Document Understanding - Issue with the incoming input files

Hi,

I am processing the input file of same format using Document Understanding.

But, at times getting the inputfile with the blank page in between the pages (of actual format).

Example: actual input file has 4 pages. But at times receiving 5 pages with Blank page 2.

Then, fetching the wrong data.

How can this be fixed.

Thanks.

Hi @krishbcd ,

Could you let us know what are the extractors used ?

Also, Is there a classifier used ?

Intelligent Keyword Classifier and Form Extractor.

In the extraction using input file with 6 pages and providing each page matching info.

But the second file has a blank page at page 2. So, it has total 7 pages, and not extracting data rightly.

But when I change extractor with 7 pages working for 2nd file. then first file with 6 pages not extracting properly.

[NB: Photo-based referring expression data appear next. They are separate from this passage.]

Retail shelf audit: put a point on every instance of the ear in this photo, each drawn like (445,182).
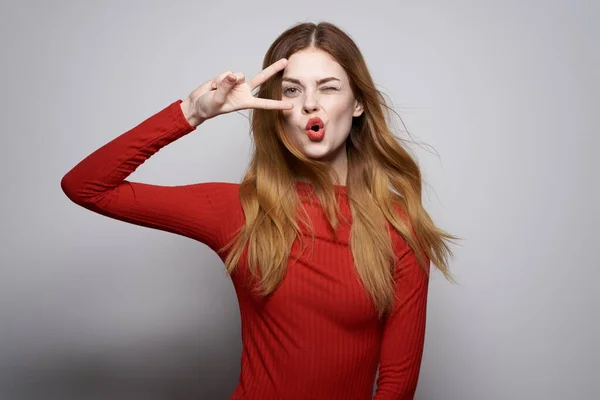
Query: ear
(358,109)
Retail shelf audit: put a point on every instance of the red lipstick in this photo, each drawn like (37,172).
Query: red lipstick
(315,129)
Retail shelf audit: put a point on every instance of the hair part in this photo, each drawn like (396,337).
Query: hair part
(384,183)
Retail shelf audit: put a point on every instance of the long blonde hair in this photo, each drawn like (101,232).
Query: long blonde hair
(383,184)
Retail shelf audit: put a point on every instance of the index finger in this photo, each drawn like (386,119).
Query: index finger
(269,104)
(267,73)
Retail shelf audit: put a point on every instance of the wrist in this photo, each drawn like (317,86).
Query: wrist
(188,109)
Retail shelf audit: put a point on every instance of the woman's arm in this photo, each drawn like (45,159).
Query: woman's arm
(204,211)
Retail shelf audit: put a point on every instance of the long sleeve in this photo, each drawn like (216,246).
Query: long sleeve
(404,332)
(201,211)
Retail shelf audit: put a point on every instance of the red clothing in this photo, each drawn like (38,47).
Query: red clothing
(318,335)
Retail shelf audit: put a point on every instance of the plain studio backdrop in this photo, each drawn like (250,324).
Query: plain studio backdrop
(505,93)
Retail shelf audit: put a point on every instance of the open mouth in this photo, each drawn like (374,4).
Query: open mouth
(315,129)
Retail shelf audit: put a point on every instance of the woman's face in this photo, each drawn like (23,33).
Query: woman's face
(319,89)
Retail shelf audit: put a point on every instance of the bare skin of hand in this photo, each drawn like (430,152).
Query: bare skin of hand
(230,92)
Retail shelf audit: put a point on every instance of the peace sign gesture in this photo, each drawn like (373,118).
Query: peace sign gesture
(230,92)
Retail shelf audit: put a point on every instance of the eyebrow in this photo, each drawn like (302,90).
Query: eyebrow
(320,81)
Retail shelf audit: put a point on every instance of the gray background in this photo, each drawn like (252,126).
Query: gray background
(505,91)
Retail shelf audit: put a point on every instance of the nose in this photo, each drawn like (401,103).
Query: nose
(310,104)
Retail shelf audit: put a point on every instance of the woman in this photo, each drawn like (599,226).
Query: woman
(318,318)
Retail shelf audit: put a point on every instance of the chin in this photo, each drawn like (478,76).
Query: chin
(316,150)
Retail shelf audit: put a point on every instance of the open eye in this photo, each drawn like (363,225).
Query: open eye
(286,91)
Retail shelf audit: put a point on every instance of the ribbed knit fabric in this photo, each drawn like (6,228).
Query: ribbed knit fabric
(317,337)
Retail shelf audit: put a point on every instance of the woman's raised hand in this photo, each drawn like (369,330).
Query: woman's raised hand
(230,92)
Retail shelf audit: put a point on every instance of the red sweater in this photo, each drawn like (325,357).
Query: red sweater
(318,335)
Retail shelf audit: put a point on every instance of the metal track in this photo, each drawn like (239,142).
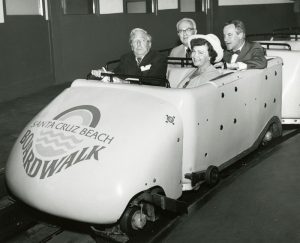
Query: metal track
(59,230)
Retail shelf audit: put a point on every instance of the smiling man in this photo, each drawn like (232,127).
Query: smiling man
(141,61)
(185,28)
(241,54)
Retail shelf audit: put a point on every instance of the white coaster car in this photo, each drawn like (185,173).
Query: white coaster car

Is there any way to use anchor based instead page number matching info.

@krishbcd

one way is to preprocess the pdf before sending it for extraction

you can use a for loop and read each page of pdf and check if any page is empty then remove it and then send the non empty pages only to the extraction…so that always extraction will not be effected

to check firt usepdf page count to ge count and then loop through usign Enumerable.Range(1,pdfcount).ToArray

use read pdf with specific page and pass currentitem.ToString as input

Say output is stored in str then use if condition with str.Trim.Equals(String.Empty)

on then side save th page number to a list say list1 of type string list use append item to list and ad currentitem.tostring

after the loop use extract pdf and give the range as String.Join(",",list1)

this will extract the pdf with pages only with data

cheers